Figure 2A&B: Contrast CT shows mild enhancement of these lesions.

Figure 3A&B: Axial T1 & T2-weighted MR images demonstrate iso to hypointense and hyperintense signals seen within the lesions respectively. Axial T2-weighted image (3B) depicts these lesions to be of a hyperintense nature.

Figure 3C&D: Post-gadolinium MR images showing mild enhancement of the posterior fossa masses. The thickened pituitary stalk also shows mild enhancement.

Diagnosis: Granulocytic sarcoma (chloroma)
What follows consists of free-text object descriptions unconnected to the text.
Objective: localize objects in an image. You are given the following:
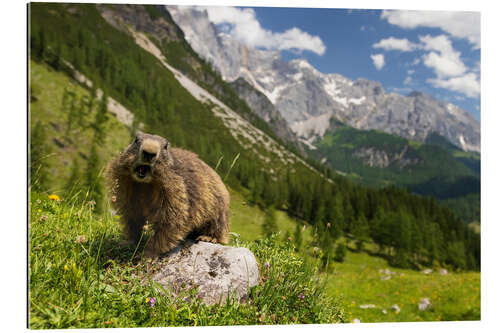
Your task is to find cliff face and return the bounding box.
[352,146,422,169]
[229,78,300,148]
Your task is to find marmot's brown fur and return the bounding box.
[106,131,230,257]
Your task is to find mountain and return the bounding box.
[168,5,480,154]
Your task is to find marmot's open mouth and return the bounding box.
[135,165,151,179]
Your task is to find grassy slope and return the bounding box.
[30,60,131,193]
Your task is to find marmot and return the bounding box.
[107,131,230,257]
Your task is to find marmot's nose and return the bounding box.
[141,139,160,163]
[142,150,157,163]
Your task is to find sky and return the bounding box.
[200,6,481,121]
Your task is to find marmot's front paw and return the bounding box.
[143,247,158,259]
[196,235,218,243]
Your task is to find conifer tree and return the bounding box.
[333,242,347,263]
[293,223,303,252]
[352,214,370,251]
[64,91,77,136]
[30,121,51,191]
[92,93,109,144]
[85,144,104,214]
[65,158,82,199]
[262,206,278,238]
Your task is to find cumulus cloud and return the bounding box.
[381,10,480,49]
[373,37,418,51]
[428,73,480,98]
[371,54,385,70]
[419,34,467,78]
[201,6,326,55]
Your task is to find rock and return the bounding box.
[352,318,361,323]
[359,304,376,309]
[422,268,433,275]
[418,298,431,311]
[391,304,401,314]
[382,309,387,315]
[151,241,259,306]
[439,268,449,275]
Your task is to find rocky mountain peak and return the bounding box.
[167,5,480,153]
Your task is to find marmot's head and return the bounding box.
[120,131,173,183]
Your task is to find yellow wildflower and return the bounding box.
[48,194,61,201]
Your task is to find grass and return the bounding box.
[324,243,480,323]
[28,191,344,328]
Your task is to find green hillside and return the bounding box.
[311,121,480,222]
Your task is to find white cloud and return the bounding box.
[428,73,480,98]
[373,37,418,51]
[408,69,415,75]
[381,10,480,49]
[371,54,385,70]
[404,76,413,85]
[419,34,467,78]
[201,6,326,55]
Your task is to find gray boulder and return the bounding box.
[151,241,260,306]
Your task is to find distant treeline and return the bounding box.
[29,3,480,271]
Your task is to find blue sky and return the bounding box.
[204,6,481,121]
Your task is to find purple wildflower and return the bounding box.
[299,293,305,300]
[264,261,270,268]
[148,297,156,308]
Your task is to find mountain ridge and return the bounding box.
[168,5,480,154]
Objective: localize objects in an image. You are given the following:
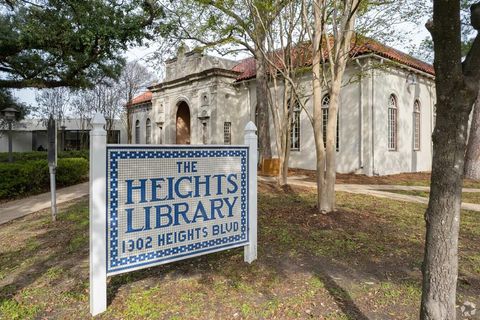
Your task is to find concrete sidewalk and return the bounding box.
[0,182,89,225]
[259,176,480,212]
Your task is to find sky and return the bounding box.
[12,14,431,112]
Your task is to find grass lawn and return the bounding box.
[289,168,480,189]
[0,183,479,319]
[382,189,480,205]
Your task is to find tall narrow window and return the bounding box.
[388,94,398,150]
[321,94,339,151]
[135,120,140,144]
[413,100,421,150]
[290,102,301,150]
[224,122,231,145]
[145,118,151,144]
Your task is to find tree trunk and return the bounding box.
[311,0,326,212]
[421,101,471,320]
[464,89,480,179]
[421,2,480,318]
[255,44,272,164]
[279,126,290,186]
[322,83,340,212]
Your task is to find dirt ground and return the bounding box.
[0,183,478,319]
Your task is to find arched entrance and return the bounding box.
[176,101,191,144]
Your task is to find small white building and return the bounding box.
[0,118,127,152]
[127,39,436,176]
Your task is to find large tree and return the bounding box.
[119,61,155,143]
[413,0,480,180]
[464,89,480,179]
[0,0,161,89]
[421,1,480,319]
[159,0,293,162]
[34,87,70,125]
[300,0,361,212]
[252,1,309,185]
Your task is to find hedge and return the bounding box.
[0,150,89,162]
[0,158,89,200]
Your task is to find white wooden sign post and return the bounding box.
[89,113,107,315]
[89,113,257,316]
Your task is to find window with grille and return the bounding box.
[388,94,398,151]
[290,102,301,150]
[224,122,231,145]
[413,100,420,150]
[321,94,339,151]
[135,120,140,144]
[145,118,151,144]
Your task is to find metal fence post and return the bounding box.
[244,121,258,263]
[89,113,107,316]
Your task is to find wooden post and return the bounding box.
[89,113,107,316]
[244,121,258,263]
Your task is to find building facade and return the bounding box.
[128,40,436,176]
[0,118,127,152]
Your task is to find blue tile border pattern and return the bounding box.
[106,146,249,274]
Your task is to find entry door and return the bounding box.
[176,102,191,144]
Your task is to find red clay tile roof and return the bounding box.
[351,37,434,75]
[232,37,435,82]
[128,38,434,105]
[232,57,257,81]
[128,91,152,106]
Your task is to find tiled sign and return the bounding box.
[106,146,249,275]
[89,113,257,316]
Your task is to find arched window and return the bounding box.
[135,120,140,144]
[145,118,151,144]
[288,101,301,150]
[413,100,421,150]
[322,94,339,151]
[388,94,398,150]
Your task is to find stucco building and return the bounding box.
[0,118,127,152]
[127,39,436,176]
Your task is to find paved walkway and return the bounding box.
[2,176,480,225]
[259,176,480,212]
[0,182,89,225]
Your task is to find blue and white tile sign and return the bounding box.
[88,113,257,316]
[106,146,249,275]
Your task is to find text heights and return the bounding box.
[123,173,241,233]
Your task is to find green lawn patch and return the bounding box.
[0,184,478,319]
[381,189,480,204]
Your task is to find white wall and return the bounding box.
[0,131,33,152]
[131,107,152,144]
[150,72,245,146]
[133,55,436,176]
[371,63,435,175]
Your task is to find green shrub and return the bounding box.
[0,160,49,199]
[0,158,88,200]
[56,158,89,186]
[58,150,89,160]
[0,150,89,162]
[0,151,47,162]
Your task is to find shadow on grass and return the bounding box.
[314,268,369,320]
[1,184,478,319]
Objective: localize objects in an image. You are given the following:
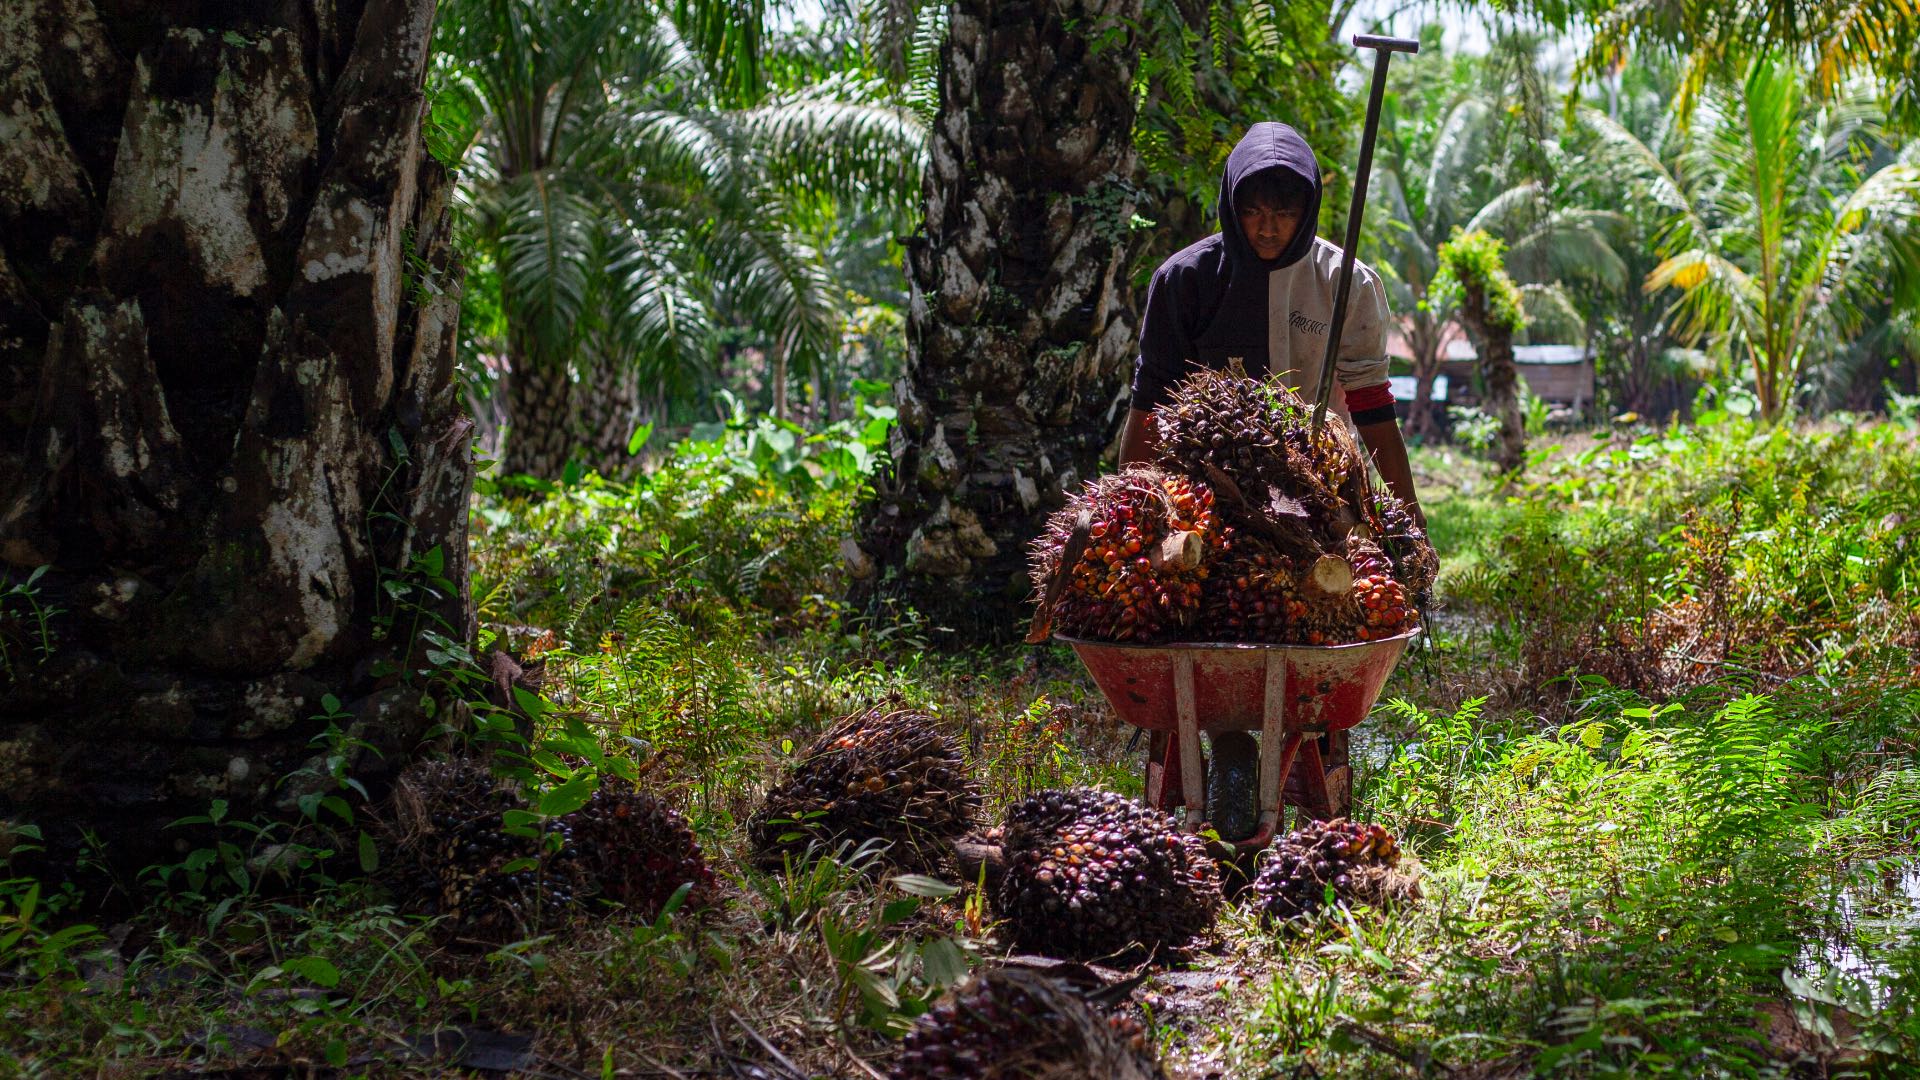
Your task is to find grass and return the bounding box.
[3,415,1917,1077]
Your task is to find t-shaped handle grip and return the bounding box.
[1354,34,1420,53]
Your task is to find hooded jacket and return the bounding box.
[1130,122,1395,423]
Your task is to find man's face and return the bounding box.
[1238,197,1307,261]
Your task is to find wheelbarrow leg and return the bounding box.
[1174,651,1206,832]
[1146,730,1184,812]
[1321,730,1352,819]
[1289,736,1353,820]
[1234,650,1297,850]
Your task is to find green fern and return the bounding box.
[903,0,946,129]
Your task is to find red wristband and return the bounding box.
[1343,382,1395,412]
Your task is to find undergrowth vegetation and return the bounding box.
[3,417,1916,1077]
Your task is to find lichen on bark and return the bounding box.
[0,0,471,871]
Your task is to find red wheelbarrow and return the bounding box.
[1059,631,1417,851]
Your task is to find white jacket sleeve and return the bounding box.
[1334,261,1392,390]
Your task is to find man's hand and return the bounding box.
[1354,415,1423,525]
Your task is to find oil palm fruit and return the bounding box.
[749,702,980,870]
[1251,818,1407,925]
[1197,536,1298,641]
[436,809,581,942]
[894,966,1169,1080]
[567,786,717,917]
[380,757,497,909]
[995,789,1221,959]
[1351,564,1418,640]
[1029,468,1222,642]
[382,758,584,941]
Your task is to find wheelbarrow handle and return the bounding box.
[1311,34,1420,437]
[1354,33,1420,53]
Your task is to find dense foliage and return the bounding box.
[7,0,1920,1076]
[8,412,1918,1075]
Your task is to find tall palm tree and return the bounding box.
[1373,93,1492,437]
[1,0,468,865]
[1586,57,1920,420]
[1563,1,1920,123]
[1436,231,1530,474]
[855,0,1147,636]
[1562,56,1698,415]
[435,0,924,478]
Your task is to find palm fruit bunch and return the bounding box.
[749,702,981,870]
[995,788,1222,959]
[1199,542,1365,646]
[1340,537,1417,642]
[566,786,717,918]
[1197,536,1298,641]
[381,758,504,901]
[380,757,586,942]
[1152,365,1360,529]
[1028,468,1222,643]
[436,806,582,941]
[893,967,1169,1080]
[1368,490,1439,608]
[1251,818,1410,925]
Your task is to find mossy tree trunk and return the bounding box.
[0,0,470,865]
[1455,281,1526,475]
[856,0,1145,637]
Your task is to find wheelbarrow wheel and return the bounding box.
[1205,731,1260,842]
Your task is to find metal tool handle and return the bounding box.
[1311,33,1420,437]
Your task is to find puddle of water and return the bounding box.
[1793,859,1920,1009]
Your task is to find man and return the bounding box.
[1118,122,1423,526]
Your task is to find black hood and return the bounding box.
[1129,122,1329,406]
[1218,121,1322,271]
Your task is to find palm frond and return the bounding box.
[1648,248,1761,347]
[1464,181,1546,237]
[736,73,927,206]
[1518,283,1586,342]
[600,226,715,396]
[904,0,947,127]
[1425,99,1491,231]
[1794,160,1920,346]
[1372,167,1437,286]
[1510,216,1631,293]
[673,0,766,104]
[615,108,738,193]
[705,194,843,369]
[495,175,601,364]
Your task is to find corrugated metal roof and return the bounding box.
[1513,344,1590,364]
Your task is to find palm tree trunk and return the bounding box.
[1456,283,1526,474]
[1407,316,1442,439]
[770,337,790,423]
[818,353,843,424]
[0,0,469,867]
[502,354,576,479]
[1753,341,1782,422]
[576,361,639,478]
[854,0,1145,637]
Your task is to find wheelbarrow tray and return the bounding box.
[1058,631,1417,735]
[1057,630,1418,849]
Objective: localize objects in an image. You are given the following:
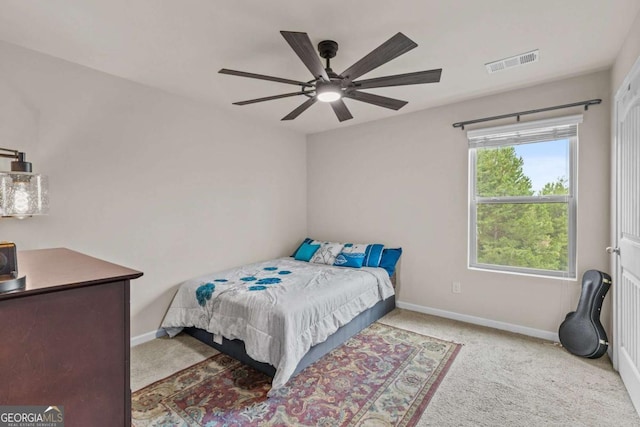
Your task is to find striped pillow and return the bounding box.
[363,244,385,267]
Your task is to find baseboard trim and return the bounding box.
[131,328,167,347]
[396,301,559,342]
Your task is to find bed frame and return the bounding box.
[184,294,396,378]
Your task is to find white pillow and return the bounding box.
[341,243,368,254]
[310,241,345,265]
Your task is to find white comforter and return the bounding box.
[161,257,394,393]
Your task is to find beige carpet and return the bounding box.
[131,309,639,426]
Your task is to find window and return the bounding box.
[468,115,580,278]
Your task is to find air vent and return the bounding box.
[485,50,539,74]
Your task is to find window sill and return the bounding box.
[468,265,577,281]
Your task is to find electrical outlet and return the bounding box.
[452,281,461,294]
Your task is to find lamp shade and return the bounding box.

Discussion:  Granulocytic sarcoma is a rare extramedullary collection of granulocytic cells, also known as chloroma. Burns first described this tumor in 1811 [1]. In 1853, King initially called it chloroma, because typical forms have a green color caused by high levels of myeloperoxidase in these premature cells. Granulocytic sarcoma (the preferred term, as not all lesions have the greenish tint) occurs primarily in 3-8% of all patients with acute/chronic myelogenous leukemia, but can also arise in patients with other myeloproliferative disorders, such as myelofibrosis with myeloid metaplasia, hypereosinophilic syndrome, polycythemia vera, and acute lymphoblastic leukemia. It is more frequently seen in the pediatric population without sex predilection. Granulocytic sarcomas may develop during the course of, or as a presenting sign of, myelogenous leukemia. These tumors often occur in multiples and can involve any part of the body [2,3].
     On head CT, granulocytic sarcomas are usually seen as iso to hyperdense extraaxial masses with mild enhancement on contrast administration. On MR imaging, granulocytic sarcomas are typically iso- to slightly hypointense on T1- and isointense on T2-weighted images. They may show uniform enhancement with gadolinium administration. Intracranial granulocytic sarcomas usually occur adjacent to the inner calvarial table and present as extraaxial masses [4,5].
     It is believed that intracranial granulocytic sarcomas develop by migration of leukemic cells from the bone marrow via haversian canals, periosteum, and the dura to infiltrate the brain, where the pial-glial barrier has been disrupted. Thus, granulocytic sarcomas may simulate meningiomas or may present as cerebellopontine-angle masses such as acoustic neuromas. A high level of suspicion is necessary, because early, and accurate diagnosis is important for a favorable prognosis [6].

References:

  1. Burns A. Observations of Surgical Anatomy: Head and Neck. Edinburgh: Thomas Royce and Company; 1811: 364-366.
  2. Guermazi A, Feger C, Rousselot P et al. Granulocytic sarcoma (chloroma): Imaging findings in adults and children. AJR Am J of Roentgenol. 2002; 178:319-325.
  3. Cho JS, Kim EE, Ro JH, Pinkel DP, Goepfert H. Mandibular chloroma demonstrated by magnetic resonance imaging. Head Neck.1990; 12: 507-511.
  4. Pui MH, Fletcher BD, Langston JW. Granulocytic sarcoma in childhood leukemia: imaging features. Radiology.1994; 190:698-702.
  5. Lee B, Faterrpekar GM, Kim W, Som PM. Granulocytic sarcoma of the temporal bone. AJNR Am J Neuroradiol. 2002; 23:1497-1499.
  6. Nikolic B, Feigenbaum F, Abbara S, Martuza RL, Schellinger D. CT changes of an intracranial granulocytic sarcoma on short-term follow-up. AJR Am J Roentgenol. 2003; 180:78-80.